2016年12月mysql发布了5.7.17版本开始支持了group replication首先来看先传统复制和半同步复制和组复制的原理比较图
比较图
1.mysql传统复制是异步复制
2.mysql的半同步复制
3.mysql的组复制
部署组复制
看完原理我们就部署组复制,要安装和使用组复制必须要配置正确的mysqlserver实例,建议将配置存储在my.cnf中,以下是组中第一个节点的配置
server_id=1973306 #一般定义为你的机器ip的后几位加上数据库端口号
gtid_mode=on
enforce_gtid_consistenct=on
master_info_repository=TABLE
relay_log_info_repository=TABLE
binlog_checksum=NONE
log_slave_updates=ON
log_bin=binlog
binlog_fomat=ROW
transaction_write_set_extraction = XXHASH64 #指示server必须为每个事务收集写集合,并使用XXHASH64哈希算法将其编码为散列
loose-group_replication_group_name = 'aaaaaaaa-aaaa-aaaa-aaaa-aaaaaaaaaaaa' #告知插件正在加入或要创建的组要命名为'aaaaaaaa-aaaa-aaaa-aaaa-aaaaaaaaaa'
loose-group_replication_start_on_boot = off
#插件在server启动时不自动启动组复制
loose-group_replication_local_address = '192.168.1.197:33061'
#告诉插件使用地址为192.168.1.197,端口33061用于接受来自组中其他成员的传入连接
loose-group_replication_group_seeds ='192.168.1.197:33061,192.168.1.198:33062,192.168.1.199:33063'
#当下面这些server需要加入组时,应该连接到这些主机和端口上访问他们
loose-group_replication_allow_local_disjoint_gtids_join=on
loose-group_replication_bootstrap_group = off
#指示插件是否自动引导组
loose-group_replication_single_primary_mode=true
#设置为single-primary模式下,组内只有一个节点负责写入,读可以从任意一个节点读取,组内数据保持最终一致(另一种模式为multi-primary模式即为多写方案,即写操作会下发到组内所有节点,组内所有节点同时可读可写,该模式也是能够保证组内数据最终一致性)
loose-group_replication_enforce_update_everywhere_checks=false
#这个参数设置检查对RP有影响的参数在各个节点是否一致
创建用户
创建具有REPLICATION-SLAVE权限的用户,此操作应该记录到二进制日志中,以避免将更改传递到其他server实例,以下是创建的过程。

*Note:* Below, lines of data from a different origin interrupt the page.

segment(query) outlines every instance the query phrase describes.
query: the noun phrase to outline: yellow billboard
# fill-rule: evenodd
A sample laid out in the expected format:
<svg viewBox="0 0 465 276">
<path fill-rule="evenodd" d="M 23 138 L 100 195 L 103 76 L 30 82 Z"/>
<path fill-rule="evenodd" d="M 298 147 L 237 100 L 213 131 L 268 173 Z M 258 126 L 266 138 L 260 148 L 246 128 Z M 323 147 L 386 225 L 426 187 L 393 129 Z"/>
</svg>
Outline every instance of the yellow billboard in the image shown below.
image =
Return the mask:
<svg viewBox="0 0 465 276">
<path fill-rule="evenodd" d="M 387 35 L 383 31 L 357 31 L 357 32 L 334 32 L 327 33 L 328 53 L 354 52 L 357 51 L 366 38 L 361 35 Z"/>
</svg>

root@mysqldb 14:20: [(none)]> set sql_log_bin=0;
Query OK, 0 rows affected (0.00 sec)
root@mysqldb 14:20: [(none)]> create user 'repl'@'%';
Query OK, 0 rows affected (0.00 sec)
root@mysqldb 14:21: [(none)]> grant replication slave on *.* to 'repl'@'%' identified by 'repl';
Query OK, 0 rows affected, 1 warning (0.00 sec)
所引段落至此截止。